Like any good lawyer, Mary Elizabeth Magill is ready to face the facts.
Magill, an acclaimed professor and former vice dean of the University of Virginia School of Law, is taking the reigns as the new law school dean on the Farm.
Born the fourth of six children in small-town North Dakota, Magill led a childhood straight out of a wholesome children’s book.
“I don’t even remember how cold it was [in North Dakota], so that must have been a very happy childhood,” Magill said.
Magill attended Shanley High School, a Catholic school in Fargo, where she cultivated an interest in history. After high school, she attended Yale University and graduated in 1988 as a history major with a focus on 19th-century American history. While in college, Magill was involved in local politics and student government.
After graduating, she worked on Capitol Hill as senior legislative assistant for U.S. Sen. Kent Conrad, a Democrat from North Dakota, until the summer of 1992. Under Conrad’s tutelage, Magill got a bird’s-eye view of politics, which allowed her to nurture a love of the law.
“I worked on a variety of domestic policy issues,” she said. At one point, “I did the senator’s work related to the Energy and Natural Resources Committee.”
Her combined love of history and politics made her decide to return to school, this time to get a law degree so as to become a professor. Magill’s father and half of her siblings were all lawyers, and she says that their love of their careers encouraged her to follow suit.
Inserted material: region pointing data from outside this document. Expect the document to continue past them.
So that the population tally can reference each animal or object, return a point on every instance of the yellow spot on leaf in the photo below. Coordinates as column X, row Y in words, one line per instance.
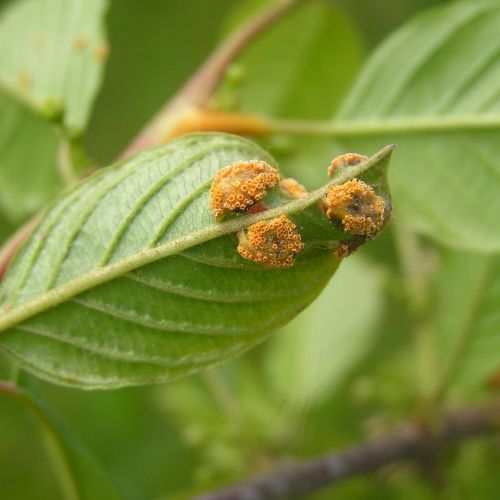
column 292, row 188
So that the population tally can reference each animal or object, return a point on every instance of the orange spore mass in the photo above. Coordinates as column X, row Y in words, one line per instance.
column 357, row 206
column 240, row 185
column 273, row 243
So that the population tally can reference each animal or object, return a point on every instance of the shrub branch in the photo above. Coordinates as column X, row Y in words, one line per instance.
column 407, row 442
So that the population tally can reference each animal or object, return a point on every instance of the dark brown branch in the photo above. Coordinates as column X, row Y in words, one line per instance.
column 406, row 442
column 198, row 91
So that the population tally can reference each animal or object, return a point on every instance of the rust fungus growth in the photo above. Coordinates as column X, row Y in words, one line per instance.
column 356, row 205
column 240, row 185
column 292, row 188
column 272, row 243
column 346, row 160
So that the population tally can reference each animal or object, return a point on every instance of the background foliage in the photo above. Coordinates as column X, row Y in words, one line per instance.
column 412, row 316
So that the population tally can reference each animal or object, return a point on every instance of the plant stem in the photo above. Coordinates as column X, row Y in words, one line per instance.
column 198, row 91
column 409, row 441
column 393, row 126
column 194, row 95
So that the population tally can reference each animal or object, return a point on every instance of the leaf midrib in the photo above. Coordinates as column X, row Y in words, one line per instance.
column 98, row 276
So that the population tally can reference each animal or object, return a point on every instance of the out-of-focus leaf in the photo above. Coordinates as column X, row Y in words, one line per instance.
column 319, row 348
column 433, row 89
column 129, row 279
column 28, row 169
column 6, row 229
column 467, row 318
column 301, row 68
column 79, row 474
column 150, row 61
column 52, row 56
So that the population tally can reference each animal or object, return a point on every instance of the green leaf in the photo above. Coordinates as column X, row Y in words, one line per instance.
column 129, row 279
column 51, row 61
column 151, row 59
column 318, row 349
column 28, row 174
column 293, row 70
column 288, row 71
column 53, row 56
column 466, row 321
column 433, row 88
column 80, row 475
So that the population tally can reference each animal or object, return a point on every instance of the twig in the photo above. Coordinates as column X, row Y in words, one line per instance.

She graduated from the UVA School of Law in 1995 and then clerked for U.S. Court of Appeals Judge J. Harvie Wilkinson III and, later, Supreme Court Justice Ruth Bader Ginsburg. After working for Justice Ginsburg, she joined the faculty at UVA Law in 1997.
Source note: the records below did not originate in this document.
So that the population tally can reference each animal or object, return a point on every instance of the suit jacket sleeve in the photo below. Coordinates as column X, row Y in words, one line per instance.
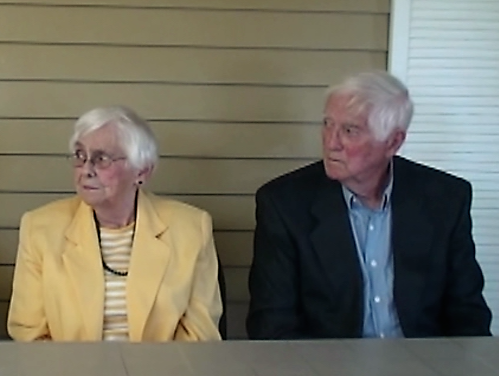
column 200, row 320
column 465, row 310
column 273, row 281
column 27, row 320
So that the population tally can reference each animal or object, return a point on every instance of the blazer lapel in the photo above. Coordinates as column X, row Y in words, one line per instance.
column 411, row 241
column 333, row 240
column 150, row 256
column 84, row 267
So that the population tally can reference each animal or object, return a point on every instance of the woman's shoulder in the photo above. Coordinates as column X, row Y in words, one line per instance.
column 166, row 206
column 56, row 210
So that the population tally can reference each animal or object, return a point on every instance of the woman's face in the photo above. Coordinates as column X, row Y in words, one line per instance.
column 105, row 180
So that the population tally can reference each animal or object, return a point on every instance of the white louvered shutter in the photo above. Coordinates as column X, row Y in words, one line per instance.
column 447, row 52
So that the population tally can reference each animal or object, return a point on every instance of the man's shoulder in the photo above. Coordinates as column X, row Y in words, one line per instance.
column 299, row 181
column 419, row 174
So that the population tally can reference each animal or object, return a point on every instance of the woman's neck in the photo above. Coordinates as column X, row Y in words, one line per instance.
column 116, row 217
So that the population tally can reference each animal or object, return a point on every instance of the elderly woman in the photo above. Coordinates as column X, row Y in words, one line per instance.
column 115, row 263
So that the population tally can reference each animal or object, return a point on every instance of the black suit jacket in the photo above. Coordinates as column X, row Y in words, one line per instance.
column 306, row 280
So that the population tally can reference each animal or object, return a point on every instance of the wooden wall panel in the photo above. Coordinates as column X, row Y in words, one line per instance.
column 228, row 212
column 174, row 27
column 232, row 89
column 369, row 6
column 3, row 320
column 182, row 64
column 42, row 99
column 178, row 138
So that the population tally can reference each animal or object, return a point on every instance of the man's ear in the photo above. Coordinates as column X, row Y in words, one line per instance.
column 144, row 174
column 395, row 141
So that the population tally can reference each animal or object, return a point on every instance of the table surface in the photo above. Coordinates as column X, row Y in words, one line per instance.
column 400, row 357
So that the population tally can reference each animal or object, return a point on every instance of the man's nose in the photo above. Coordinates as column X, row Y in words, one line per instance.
column 332, row 139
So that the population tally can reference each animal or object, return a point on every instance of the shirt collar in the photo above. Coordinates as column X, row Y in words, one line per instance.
column 350, row 197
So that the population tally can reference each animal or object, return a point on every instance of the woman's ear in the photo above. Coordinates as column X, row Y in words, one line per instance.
column 143, row 175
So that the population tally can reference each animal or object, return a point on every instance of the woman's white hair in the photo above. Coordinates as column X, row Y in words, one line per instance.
column 135, row 135
column 385, row 98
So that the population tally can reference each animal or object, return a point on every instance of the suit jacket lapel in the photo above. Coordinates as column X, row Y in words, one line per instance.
column 84, row 267
column 150, row 256
column 411, row 240
column 333, row 240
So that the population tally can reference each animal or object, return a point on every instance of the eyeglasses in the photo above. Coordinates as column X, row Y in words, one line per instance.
column 99, row 161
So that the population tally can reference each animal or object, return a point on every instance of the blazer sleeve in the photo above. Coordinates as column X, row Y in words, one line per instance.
column 273, row 280
column 27, row 320
column 465, row 310
column 200, row 320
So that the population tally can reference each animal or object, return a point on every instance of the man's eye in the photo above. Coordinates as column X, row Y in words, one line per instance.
column 351, row 129
column 79, row 154
column 102, row 158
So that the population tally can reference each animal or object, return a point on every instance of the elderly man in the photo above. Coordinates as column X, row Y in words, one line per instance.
column 365, row 243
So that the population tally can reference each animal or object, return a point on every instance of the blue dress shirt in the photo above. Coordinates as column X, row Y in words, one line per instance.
column 372, row 233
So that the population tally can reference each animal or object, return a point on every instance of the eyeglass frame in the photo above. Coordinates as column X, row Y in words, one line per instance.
column 80, row 159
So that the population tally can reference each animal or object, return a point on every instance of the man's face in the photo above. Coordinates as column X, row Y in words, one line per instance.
column 351, row 153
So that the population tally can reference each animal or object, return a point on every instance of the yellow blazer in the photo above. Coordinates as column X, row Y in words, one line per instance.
column 172, row 290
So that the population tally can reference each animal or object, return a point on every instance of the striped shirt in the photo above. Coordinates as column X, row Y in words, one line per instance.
column 116, row 248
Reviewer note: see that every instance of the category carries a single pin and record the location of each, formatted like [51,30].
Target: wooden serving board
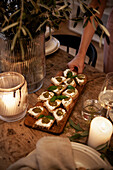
[56,128]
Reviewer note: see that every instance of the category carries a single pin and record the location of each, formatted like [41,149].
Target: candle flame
[8,99]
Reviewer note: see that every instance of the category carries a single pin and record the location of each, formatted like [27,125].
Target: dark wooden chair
[72,41]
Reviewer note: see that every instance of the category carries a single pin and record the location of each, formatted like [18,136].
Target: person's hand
[78,62]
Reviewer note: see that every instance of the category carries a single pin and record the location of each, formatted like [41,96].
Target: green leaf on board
[76,127]
[53,98]
[85,133]
[9,26]
[75,136]
[93,23]
[50,117]
[70,87]
[52,88]
[58,97]
[105,30]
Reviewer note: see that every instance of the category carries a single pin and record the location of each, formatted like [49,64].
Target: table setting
[21,143]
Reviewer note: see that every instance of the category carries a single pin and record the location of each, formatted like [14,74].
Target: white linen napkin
[51,153]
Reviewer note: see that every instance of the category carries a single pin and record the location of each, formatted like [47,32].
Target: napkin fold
[51,153]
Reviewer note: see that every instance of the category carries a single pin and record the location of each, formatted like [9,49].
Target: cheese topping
[35,111]
[80,78]
[46,95]
[67,101]
[58,80]
[70,81]
[67,71]
[70,92]
[59,113]
[59,89]
[39,122]
[52,107]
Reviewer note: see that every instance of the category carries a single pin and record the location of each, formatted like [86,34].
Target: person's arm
[86,38]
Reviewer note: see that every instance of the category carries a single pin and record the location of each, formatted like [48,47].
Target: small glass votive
[90,109]
[13,96]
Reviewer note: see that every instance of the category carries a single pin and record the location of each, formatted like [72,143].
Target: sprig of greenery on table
[106,151]
[80,133]
[86,12]
[27,18]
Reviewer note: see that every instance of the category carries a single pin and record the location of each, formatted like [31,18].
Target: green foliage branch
[27,18]
[86,12]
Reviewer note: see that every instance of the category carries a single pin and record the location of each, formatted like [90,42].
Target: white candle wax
[100,132]
[13,96]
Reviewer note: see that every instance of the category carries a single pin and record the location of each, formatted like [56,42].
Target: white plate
[87,157]
[51,46]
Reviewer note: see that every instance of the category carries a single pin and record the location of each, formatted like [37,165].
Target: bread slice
[44,123]
[60,89]
[70,81]
[81,79]
[45,96]
[52,105]
[59,114]
[68,72]
[58,80]
[67,102]
[36,111]
[71,93]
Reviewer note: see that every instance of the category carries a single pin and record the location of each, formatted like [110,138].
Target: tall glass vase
[30,62]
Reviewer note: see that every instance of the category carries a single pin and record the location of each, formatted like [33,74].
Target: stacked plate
[88,158]
[51,46]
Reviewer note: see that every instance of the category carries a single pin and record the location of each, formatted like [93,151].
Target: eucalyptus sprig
[27,18]
[89,14]
[80,133]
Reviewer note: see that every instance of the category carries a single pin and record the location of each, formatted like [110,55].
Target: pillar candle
[100,131]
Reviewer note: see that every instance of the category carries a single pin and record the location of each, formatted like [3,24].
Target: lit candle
[100,132]
[13,96]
While at UVA, Magill met and married her husband, Leon Francis Szeptycki, an environmental lawyer. They have two children, ages 14 and 11.
Now preparing for her role as dean of Stanford Law School, Magill is eager to take her experience and passion for the law to new heights.
“[Stanford Law School] is, and has always been, a superb law school with wonderful students and a faculty that is widely admired for its teaching scholarship,” she said. “In the last five or six years it’s taken some innovative steps, so it’s a particularly exciting place to be right now.”
Along with managing the school and overseeing administrative and institutional policies, she also hopes to teach constitutional and administrative law.
Though eager, she admits that she’s also a bit daunted to fill the shoes of Larry Kramer, the school’s former dean, who made a number of innovative reforms, including enhancing the clinical education program to promote reflective law practices.
“He’s led some significant changes that benefited the institution, and he is also loved by all the people who work with him and for him,” Magill said. “It’s hard to be widely admired.”
Although filling Kramer’s shoes is no easy task, Magill says she will focus her efforts as dean on assessing how the school should tailor its education to the changing legal market.
Despite this challenge, Magill’s former dean at the UVA School of Law, Paul Mahoney, is sure she will prove successful.
“[Magill] is incredibly smart and has a rare talent for building consensus among groups of headstrong people,” Mahoney wrote in an email to The Daily. “She is able to do this because she is both an honest and straightforward communicator and a great listener.”
With the facts in tow, Magill is ready to make her case known by forging her own path on the Farm.